My sister wants this cake for her wedding. I think it's really pretty, and would love to do it for her, but I need some advice from all you wonderful people... I don't know where to start. How can I get the fondant to stick to the cake since it will be kinda heavy... I've never done anything this fancy... at all. I've only done a couple birthday cakes, for my little girl. Nothing pretty.. HELP!
That's really pretty but I think it will be a real chore to cut and serve...you might mention that to your sister.
Anyhow, I would guess you'd use tylose mixed with water to stick the fondant on. It holds better than meringue powder mixed with water. You could put balls of plastic wrap under the ruffles to help them hold their shape while they dry. You might want to make the ruffles out of gumpaste or a 50/50 mix so you could roll it thinner and so it would dry faster.

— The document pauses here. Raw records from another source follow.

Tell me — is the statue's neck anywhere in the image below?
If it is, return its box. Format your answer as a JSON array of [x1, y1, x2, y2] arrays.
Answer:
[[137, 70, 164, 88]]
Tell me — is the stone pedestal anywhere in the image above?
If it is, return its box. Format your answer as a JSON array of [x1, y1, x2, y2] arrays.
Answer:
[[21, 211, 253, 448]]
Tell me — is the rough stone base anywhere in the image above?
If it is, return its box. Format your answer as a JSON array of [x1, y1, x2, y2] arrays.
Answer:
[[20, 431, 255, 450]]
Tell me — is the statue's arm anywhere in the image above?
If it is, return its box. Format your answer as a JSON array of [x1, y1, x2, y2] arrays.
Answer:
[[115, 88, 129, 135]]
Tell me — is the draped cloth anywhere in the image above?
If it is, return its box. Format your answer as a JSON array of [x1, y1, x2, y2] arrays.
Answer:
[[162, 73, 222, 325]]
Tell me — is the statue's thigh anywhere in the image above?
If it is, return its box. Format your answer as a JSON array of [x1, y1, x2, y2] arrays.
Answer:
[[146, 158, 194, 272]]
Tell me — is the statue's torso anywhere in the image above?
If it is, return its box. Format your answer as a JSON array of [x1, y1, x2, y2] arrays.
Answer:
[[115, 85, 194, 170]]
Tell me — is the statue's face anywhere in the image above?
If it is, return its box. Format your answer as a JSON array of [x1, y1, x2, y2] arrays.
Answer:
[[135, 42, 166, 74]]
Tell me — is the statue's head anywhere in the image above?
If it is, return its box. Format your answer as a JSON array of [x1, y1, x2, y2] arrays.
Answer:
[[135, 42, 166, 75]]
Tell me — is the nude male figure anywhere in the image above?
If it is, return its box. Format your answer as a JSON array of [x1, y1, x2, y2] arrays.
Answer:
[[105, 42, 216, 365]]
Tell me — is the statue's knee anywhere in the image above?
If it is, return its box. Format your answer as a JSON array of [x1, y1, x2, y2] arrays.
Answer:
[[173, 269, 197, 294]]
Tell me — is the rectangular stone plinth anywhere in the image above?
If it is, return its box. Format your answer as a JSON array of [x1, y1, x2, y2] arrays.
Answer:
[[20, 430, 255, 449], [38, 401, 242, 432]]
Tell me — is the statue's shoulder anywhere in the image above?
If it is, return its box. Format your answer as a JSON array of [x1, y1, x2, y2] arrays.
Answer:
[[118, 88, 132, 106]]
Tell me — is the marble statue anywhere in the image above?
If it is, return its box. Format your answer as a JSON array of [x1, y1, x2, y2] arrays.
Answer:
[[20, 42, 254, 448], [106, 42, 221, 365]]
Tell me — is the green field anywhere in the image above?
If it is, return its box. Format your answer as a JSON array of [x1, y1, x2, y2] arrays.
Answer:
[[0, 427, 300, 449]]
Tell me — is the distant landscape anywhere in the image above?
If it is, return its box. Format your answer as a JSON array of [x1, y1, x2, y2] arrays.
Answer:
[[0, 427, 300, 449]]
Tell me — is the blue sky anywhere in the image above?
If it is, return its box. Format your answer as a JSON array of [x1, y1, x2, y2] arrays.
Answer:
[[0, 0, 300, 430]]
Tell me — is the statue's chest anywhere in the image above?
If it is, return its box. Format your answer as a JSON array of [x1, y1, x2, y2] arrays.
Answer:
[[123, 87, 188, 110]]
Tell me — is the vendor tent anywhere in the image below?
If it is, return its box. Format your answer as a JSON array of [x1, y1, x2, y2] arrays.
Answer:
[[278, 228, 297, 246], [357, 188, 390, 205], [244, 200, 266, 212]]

I suggest you make a regular doweled tiered cake and add two ruffles to each tier starting from the bottom working up. In this photo it looks like the tiers are extra high, but you can achieve the look without so much height. For the reversed ruffle at the top, I'd wait for the fondant to dry out a little before attaching it. Add your flowers last to hide the seam. It will take time and patience ,but regular techniques for gluing fondant should work. If you cover the cake in fondant ,then you should be able to attach the ruffles by damping the edges with water.If you can get the fondant thin and wait a bit for it to dry between layers it should be OK. The roses look to be fondant that is rolled up like ribbon roses. They aren't hard to make. There are lots of videos online with instructions on making this kind of flower. I hope I've helped you a little. I'm sure others will add their ideas. You CAN do it !! Best of Luck.
ever made a dress with ruffles on ruffles on ruffles????
same concept.
so --
stack tiers. -- these are the shell of the dress. to make change from tier to tier less obvious, I'd keep the tiers only 1" different in diameter. As mentioned above -- tall tiers (6") will also accentuate the look of being a dress
start at bottom add first row of pleats -- very thin fondant, mix with gumpaste for extra stiffness.
you'll roll out and then cut a piece that is wide as you want the ruffle deep (say 4") and at least 2x as long as the circumference of the outer edge of the ruffle to allow for pleating -- you'll probably have to do it in multi-parts that are seamed together.
let first ruffle stiffen a bit --- enough it can support weight of next ruffle without deforming. can support w/ cotton balls, rolled tissue, etc. while it stiffens.
then add next on top of it
repeat until all ruffles added. length but not depth will decrease as you go up the cake (each tier gets smaller around = shorter length)
it appears in photo that as they went up the cake, the vertical spacing of the ruffles increased some too -- lower ones much more closely packed, upper, especially last one, much farther apart.
to glue to cake -- mix gumpaste w/ water until it is a elmer's glue consistency.
top most ruffle above the girdle of flowers is done the same way just put on up-side-down. it would go on first, then the flowers to hide the joint.
Thank you all so very much... I'm gonna make a couple practice rounds I suppose... I'm super nervous! I have a while though, they aren't getting married till next year.